Initiated by the pioneering studies of Fox and Woese (
1) 30 years ago and later on pursued by Pace, Olsen, Giovannoni, and Ward (
2–5), the ribosomal RNA (rRNA) molecule has been established as the ‘gold-standard’ for the investigation of the phylogeny and ecology of microorganisms (
6,
7). Today the more than 500 000 publicly available small and large subunit (SSU and LSU) rRNA sequences ask for specialized quality controlled databases and appropriate software tools. In anticipation of this impending deluge of rRNA data, the development of the ARB software suite and the curation of its associated databases began more than 12 years ago (
8). The software suite offers a graphical user interface and a wide variety of interacting software tools built around a common database. Furthermore, the ARB project provides structured, integrative knowledge databases for small and large subunit rRNAs. Based on regularly offered international workshops and the ARB mailing list it is currently estimated that the ARB software suite and its databases are employed worldwide by several thousand users from academia and industry. In addition to the ARB approach, there are currently three projects offering access to a set of curated ribosomal RNA sequence and alignment databases: the European rRNA databank at the University of Gent (
http://www.psb.ugent.be/rRNA/) (
9), the Ribosomal Database Project II (
http://rdp.cme.msu.edu/) at Michigan State University in East Lansing, MI (
10,
11), and the greengenes project (
http://greengenes.lbl.gov/) maintained by the Lawrence Berkeley National Laboratory in Berkeley, CA (
12). All four projects offer at least one 16S rRNA dataset, but vary in the amount of sequences, quality checks, alignments, and update procedures. However, the ARB project is the only platform that actively incorporates homologous small (SSU) as well as large (LSU) subunit sequences from all three domains of life, the
Bacteria, Archaea (16S/23S) and
Eukarya (18S/28S). All projects provide web-based software tools for the alignment and classification of sequences as well as probe match functionalities. Downloading of sequences is provided in various formats including the commonly used FASTA and GenBank file formats. Additionally, greengenes provides ARB compatible datasets, but only for nearly full length sequences (>1250 bases) of
Bacteria and
Archaea.
An increasing awareness and motivation to catalogue and protect the biodiversity on Earth using molecular techniques demands comprehensive knowledge databases spanning all three domains of life. Furthermore, a majority of the sequences available is derived from cultivation independent biodiversity surveys, which rely on rapid pattern- or clone-based approaches that often generate partial rRNA sequences. To conserve this suboptimal information especially for diversity studies, state of the art databases need to retain partial sequences.

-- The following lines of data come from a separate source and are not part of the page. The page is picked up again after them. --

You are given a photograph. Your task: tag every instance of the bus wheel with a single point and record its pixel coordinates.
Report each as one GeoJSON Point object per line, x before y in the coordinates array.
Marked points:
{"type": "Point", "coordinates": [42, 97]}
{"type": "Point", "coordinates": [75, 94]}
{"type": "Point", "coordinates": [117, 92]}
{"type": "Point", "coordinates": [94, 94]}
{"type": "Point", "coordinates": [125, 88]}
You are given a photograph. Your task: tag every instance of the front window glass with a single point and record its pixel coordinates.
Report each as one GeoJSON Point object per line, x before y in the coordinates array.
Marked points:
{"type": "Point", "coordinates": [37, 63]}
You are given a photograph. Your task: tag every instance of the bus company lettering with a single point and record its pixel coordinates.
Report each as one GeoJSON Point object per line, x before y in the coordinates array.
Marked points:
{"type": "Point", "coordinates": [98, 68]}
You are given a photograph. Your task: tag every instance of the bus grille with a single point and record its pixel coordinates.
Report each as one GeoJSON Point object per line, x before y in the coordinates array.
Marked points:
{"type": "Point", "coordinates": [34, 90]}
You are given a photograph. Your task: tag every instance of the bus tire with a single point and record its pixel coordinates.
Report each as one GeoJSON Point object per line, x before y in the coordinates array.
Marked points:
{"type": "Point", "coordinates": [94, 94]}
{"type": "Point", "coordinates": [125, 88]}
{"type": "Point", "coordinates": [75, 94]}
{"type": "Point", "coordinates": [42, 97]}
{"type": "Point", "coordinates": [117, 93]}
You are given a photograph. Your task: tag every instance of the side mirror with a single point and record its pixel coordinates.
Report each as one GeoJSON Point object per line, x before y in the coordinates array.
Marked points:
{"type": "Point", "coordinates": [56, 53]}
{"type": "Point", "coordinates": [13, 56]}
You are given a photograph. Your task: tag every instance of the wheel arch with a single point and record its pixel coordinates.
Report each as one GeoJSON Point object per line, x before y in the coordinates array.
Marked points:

To compensate for the limited phylogenetic resolution of the SSU rRNA (
13,
14) the two fold larger LSU rRNA should now also be included in the rRNA approach (
6). Especially for Eukaryotes the highly variable regions in the LSU rRNA are already commonly used for species discrimination (
15). Triggered by a new capacity for cheap and rapid sequencing, there is a steady flow of approximately 10 000 rRNA sequences per month into the public databases of the International Nucleotide Sequence Database Collaboration (
http://www.insdc.org). To make full use of these data for reliable phylogenetic reconstructions and biodiversity analysis careful inspection of each sequence and alignment is necessary. To support the users with this task, standardized procedures to assign a defined set of contextual information to each sequence must be established. Unified quality control mechanisms are urgently needed to intuitively flag potential problems with each sequence. The recent introduction of accelerated and less expensive sequencing technologies, such as pyrosequencing (
16), and their successful application for a census of marine microbial diversity (
17), further substantiates the need for comprehensive quality controlled databases for comparisons. Such databases provide a stable framework enabling biologists to transfer the copious data into reliable biological knowledge. The SILVA database project is designed to satisfy the request for comprehensive quality controlled and aligned rRNA datasets. It is intended to provide a central knowledge resource to alleviate users of the time consuming manual curation process.